2. INTRODUCTION
• Business analytics as the term suggests is understanding and interpreting market
conditions of various industries and providing insights for greater growth for a
business.
• Involve the use of Quantitative technique in determining the trends that pertain in
an Industry.
• With the advent of ecommerce giants like Amazon, Flipkart, Myntra and so on, the
competition has become tremendous which gives rise to extensive usage of analytical
tool to sustain in the market.
3. WHY DO WE NEED ANALYTICS?
• Humans on an average generate a staggering number of 2.5 quintillion bytes of data
every day and 90% of the world’s data that exists today has been generated in the past 2
years alone.
• With the sudden influx of data, the need of the hour for every company is to move towards
a faster and more efficient way of analytics than that done by a human mind.
• Companies are turning to analytical tools to extract meaning out of this huge volume of
data to help improve decision making.
• They are using everything in their capabilities to analyze historical data to make insights
about the future and provide a better path towards greater growth.
• There are a lot of analytical option available today and looking at them can be a daunting
task. For any business to have a holistic view of the market and to sustain the position
they hold in ever-growing competition today requires a robust analytical environment.
4. THE PROBLEM WITH TRADITIONAL RETAIL
ANALYTICS:
• In the past, information about sales were kept private. Companies abstained themselves in
using such information to bring out better results for their growth.
• This meant that they worked in a vacumn and made decisions about design, color, style etc
on basis of unstructured data.
• They lacked other pieces of the puzzle such as pricing policies, competitive analysis, trends
and insights.
5. USE OF ANALYTICS
1. Identify Your Markets:
Trends are influenced largely by culture. What’s trending in one country may be
opposing in another.
As a designer, it is important to know global markets and cultures to understand the
potential of each design that is implemented.
Business Analytics helps collect data, understand it, analyse it and have insights on
preferences of people across the globe and suggest changes for a larger growth.
It also helps target wider audience.
6. 2- Analyse what is Trending
It is hard to keep track of what is trending using traditional monitoring techniques.
Analyses on what is going to be the next “big thing” is what is needed.

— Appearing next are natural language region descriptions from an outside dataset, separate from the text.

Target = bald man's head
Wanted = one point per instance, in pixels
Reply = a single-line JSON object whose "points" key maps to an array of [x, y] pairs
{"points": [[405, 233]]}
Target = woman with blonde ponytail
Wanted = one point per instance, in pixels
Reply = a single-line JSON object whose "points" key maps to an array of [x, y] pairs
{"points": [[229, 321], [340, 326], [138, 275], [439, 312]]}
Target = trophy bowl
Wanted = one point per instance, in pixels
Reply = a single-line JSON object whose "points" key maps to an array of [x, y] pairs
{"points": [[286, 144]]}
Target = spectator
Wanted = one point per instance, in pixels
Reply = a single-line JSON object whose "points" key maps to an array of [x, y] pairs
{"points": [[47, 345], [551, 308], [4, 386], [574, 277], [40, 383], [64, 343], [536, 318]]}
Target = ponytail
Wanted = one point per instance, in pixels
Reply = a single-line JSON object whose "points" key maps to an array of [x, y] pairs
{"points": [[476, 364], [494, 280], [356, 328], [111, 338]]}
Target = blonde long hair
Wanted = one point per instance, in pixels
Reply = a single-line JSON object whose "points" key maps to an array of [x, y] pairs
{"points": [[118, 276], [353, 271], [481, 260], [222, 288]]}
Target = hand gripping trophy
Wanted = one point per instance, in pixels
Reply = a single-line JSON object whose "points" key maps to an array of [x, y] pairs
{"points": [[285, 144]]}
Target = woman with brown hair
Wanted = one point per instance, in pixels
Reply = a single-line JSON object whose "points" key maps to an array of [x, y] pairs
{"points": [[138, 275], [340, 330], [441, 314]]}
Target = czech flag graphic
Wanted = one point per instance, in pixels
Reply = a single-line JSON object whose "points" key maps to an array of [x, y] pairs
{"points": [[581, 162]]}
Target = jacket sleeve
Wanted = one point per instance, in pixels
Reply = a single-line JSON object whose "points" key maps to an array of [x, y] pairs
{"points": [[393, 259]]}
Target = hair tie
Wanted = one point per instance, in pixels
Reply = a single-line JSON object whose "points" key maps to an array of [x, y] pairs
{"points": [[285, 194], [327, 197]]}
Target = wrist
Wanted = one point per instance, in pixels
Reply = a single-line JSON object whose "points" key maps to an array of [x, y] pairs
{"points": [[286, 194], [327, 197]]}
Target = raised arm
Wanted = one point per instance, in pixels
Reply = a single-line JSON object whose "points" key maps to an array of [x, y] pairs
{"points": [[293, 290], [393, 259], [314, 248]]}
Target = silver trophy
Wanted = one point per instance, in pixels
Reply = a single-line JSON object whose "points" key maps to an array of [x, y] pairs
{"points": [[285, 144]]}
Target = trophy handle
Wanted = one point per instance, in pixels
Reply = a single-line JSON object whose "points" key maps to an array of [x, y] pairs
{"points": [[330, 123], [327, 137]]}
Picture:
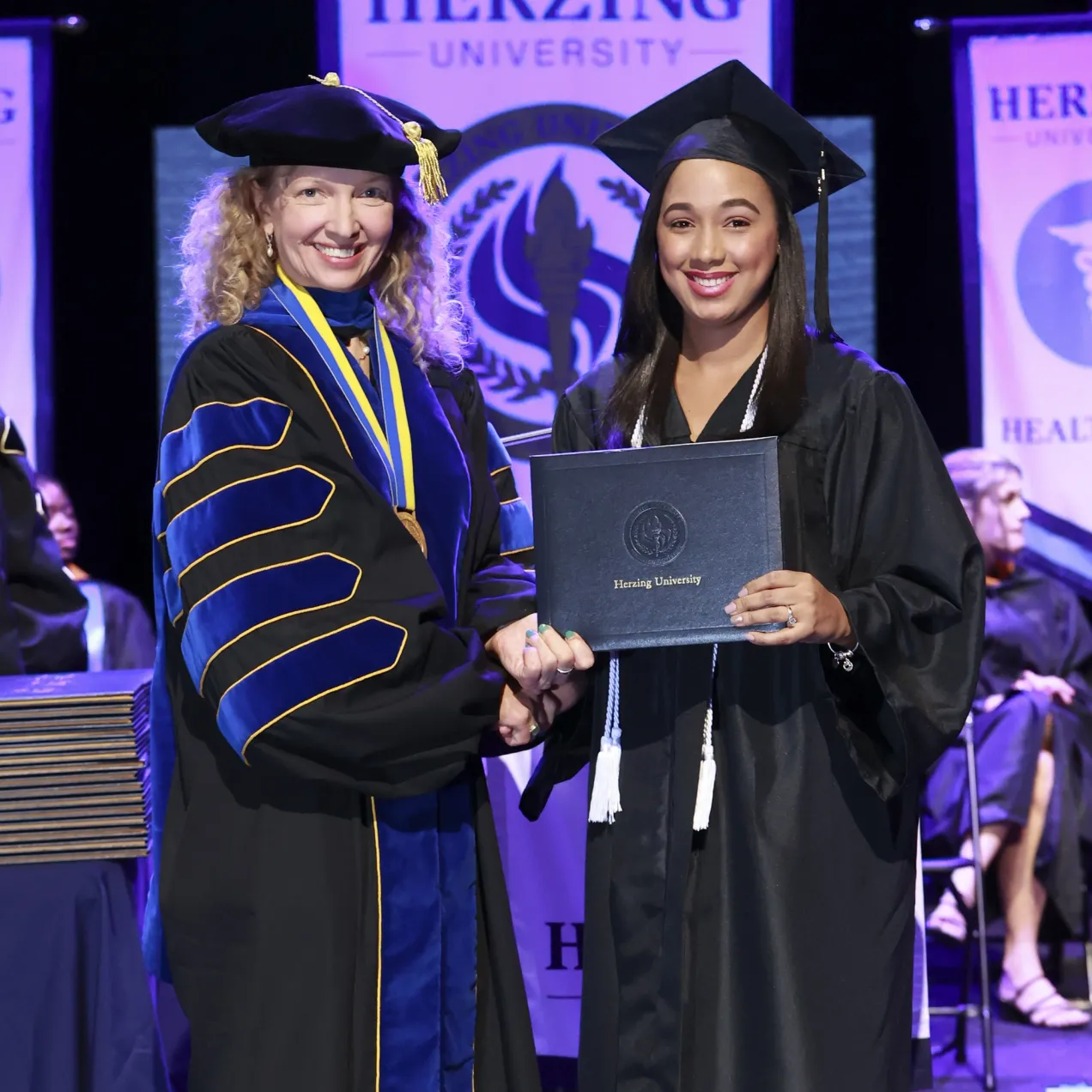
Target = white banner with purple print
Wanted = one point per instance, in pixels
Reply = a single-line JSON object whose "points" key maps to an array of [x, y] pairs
{"points": [[1024, 103]]}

Retailers can understand market trends using techniques like the social media sentiment analysis to know
their target audience.
Big data can do a lot more than this. It can provide insights on impact of different trends on people.
It can help firms make right merchandising decision in the future.
3- Know Your Audience
With the increase in ecommerce it is easy to know what one likes and dislikes. Data analytics accumulated
both organized and unorganized data in one place to generate insights which are not easily visible.
It can also be used in analyzing customer behavior like the hour of the day one likes to shop, how they
respond to marketing messages etc.
Based on such behavior insights businesses can adjust their market and design to suit their customers.
7. 4- Convert with DATA
New collection face the issue of capturing market. With the use of markdown optimization, it becomes
easier to convert more customers and increase revenues. This concept analyses customers behavior to
suggest a price that ignites demand and ensure faster stock clearance. This technique leads to more
efficient and effective clearance sale at the end of every season.
5- Uplift New Designers
Well known designers have more say in the fashion industry. Majority of designs by famous designers
bring in good money to retailers. But the issue with such outfits is the high prices and its limited
customer base.
With the help of business analysis and big data, budding designers can analyse designs and access
their impact on the market.
Using such predictions mid size retailers can make procurement decision about new designers in the
industry. This will also help in uplifting and promoting new talent and sales.
8. 6- Measure the Influence:
Picking on a brand ambassador is a crucial task for every fashion company. They prefer to bring in famous
faces to advertise and market their products.
Big data analysis can help understand emotions people associate to various celebrated figures and the
impact of collaborating with them on the company sales.
Using these insights brands can make data backed decisions for a more evident result.
This also helps save time and energy spent in debating the influence of different brand ambassdors by
bringing data into picture.
7- Improve Cross-selling:
It is a concept of selling more goods to existing customers. By using analytical techniques like “market
basket analysis” it is possible to predict what a consumer will buy in the future.
This technique uses historical purchase data to identify products that complement each other.
It can help shop owners to organize their stores, both online and offline.
This can also be used to send more effective marketing messages to consumers. It makes it easy to upscale
revenues by promoting cross-selling.
9. CONCLUSION
• The range of insights that big data analysis can generate for the fashion industry is
highly extensive. Big data is so effective that even mid-size retailers can compete
with the giants if they use the data properly.
• Data analytics generated by tools like Hadoop BI are more than satisfactory to give
anyone a head start. Even if you are not from a statistical background it not difficult
to understand data provided you have good data scientist.
• Big data visualization tools like Tableau and QlikView specialize in presenting data
in ways easily understood by executives.